For the second year in a row, Red River College Business Administration students have banked a first place victory at the 2019 Western Canadian Institute of Financial Planners (CIFP) Case Challenge Competition, and will now square off against the best in the East next week in Vancouver.
The four students — (shown above, from left) Suzie Nguyen, Ron Eric Venezuela, Scott Lobban and Desiree Huang — and their Financial Services Specialization instructor, Maria Vincenten, have spent countless hours practicing and preparing in the hopes that this year they’ll come home the national champions.

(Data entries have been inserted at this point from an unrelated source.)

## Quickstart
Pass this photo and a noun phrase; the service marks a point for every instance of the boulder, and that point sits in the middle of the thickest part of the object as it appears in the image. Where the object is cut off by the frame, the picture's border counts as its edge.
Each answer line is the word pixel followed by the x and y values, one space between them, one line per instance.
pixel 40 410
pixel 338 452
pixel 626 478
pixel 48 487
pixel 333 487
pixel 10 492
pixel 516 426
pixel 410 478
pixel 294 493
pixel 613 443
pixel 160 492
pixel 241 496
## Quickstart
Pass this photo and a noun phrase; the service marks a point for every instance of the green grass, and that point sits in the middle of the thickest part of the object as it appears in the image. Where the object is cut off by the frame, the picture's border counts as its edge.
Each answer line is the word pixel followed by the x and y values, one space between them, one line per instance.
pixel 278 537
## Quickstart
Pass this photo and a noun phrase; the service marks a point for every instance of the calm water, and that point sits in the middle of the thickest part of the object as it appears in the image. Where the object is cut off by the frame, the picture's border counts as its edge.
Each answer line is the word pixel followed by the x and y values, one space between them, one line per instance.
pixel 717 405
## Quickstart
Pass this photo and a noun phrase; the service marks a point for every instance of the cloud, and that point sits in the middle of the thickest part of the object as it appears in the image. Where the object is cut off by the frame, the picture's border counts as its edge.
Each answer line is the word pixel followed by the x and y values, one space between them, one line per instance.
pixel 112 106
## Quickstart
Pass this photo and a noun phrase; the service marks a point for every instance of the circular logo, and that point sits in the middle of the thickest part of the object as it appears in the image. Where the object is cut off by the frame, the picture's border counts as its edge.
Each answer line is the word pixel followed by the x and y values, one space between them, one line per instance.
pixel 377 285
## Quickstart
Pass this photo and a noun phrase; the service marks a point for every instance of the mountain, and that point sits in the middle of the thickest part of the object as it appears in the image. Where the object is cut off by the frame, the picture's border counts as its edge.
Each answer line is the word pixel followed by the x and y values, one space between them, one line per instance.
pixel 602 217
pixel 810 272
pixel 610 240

“Students come to Red River College to gain the skills and knowledge that will make them employable,” says RRC President Paul Vogt. “Competitions like the CIFP Case Challenge provide our students with opportunities to practice problem solving, hone their innovation skills, strengthen their ability to communicate and work within teams, and acquire real-life experience that will ultimately lead them to a successful career.”
“We are so proud of these students and their instructor, who are representing Red River College on the national stage and are truly demonstrating the value of hands-on, applicable learning.”
The CIFP Case Challenge lets students take the skills they’ve learned in the classroom and apply apply them in a fast-paced simulation of a real-world scenario.
Teams of three are sequestered in a room with a copy of a multi-page financial case study, then given just two hours to develop a case analysis, recommendations and an implementation plan.
Once completed, students then have up to 20 minutes to present their findings to a panel of judges (all of them financial services professionals). During this time, students must convince the judges that their solutions are viable and are the best solutions for the case. The team that makes the best and most persuasive case presentation wins.
“What’s really amazing about winning the western challenge and making it to nationals is that RRC’s Business Administration program is only two years, so our students only take the financial services courses over one semester in their final year,” says RRC instructor Maria Vincenten. “We are going up against students in four-year programs who have been learning this material for two-plus years, and in some cases, post-graduate students.”
“There was some material in the case that we hadn’t even covered yet in class, so this is a really big deal for our students, the program and for the College.”
This year, three of the RRC teammates are international students from the Philippines, Taiwan and Vietnam, who came into the program having to learn Canadian business and financial systems from scratch.
The team will compete in Vancouver from June 2–5.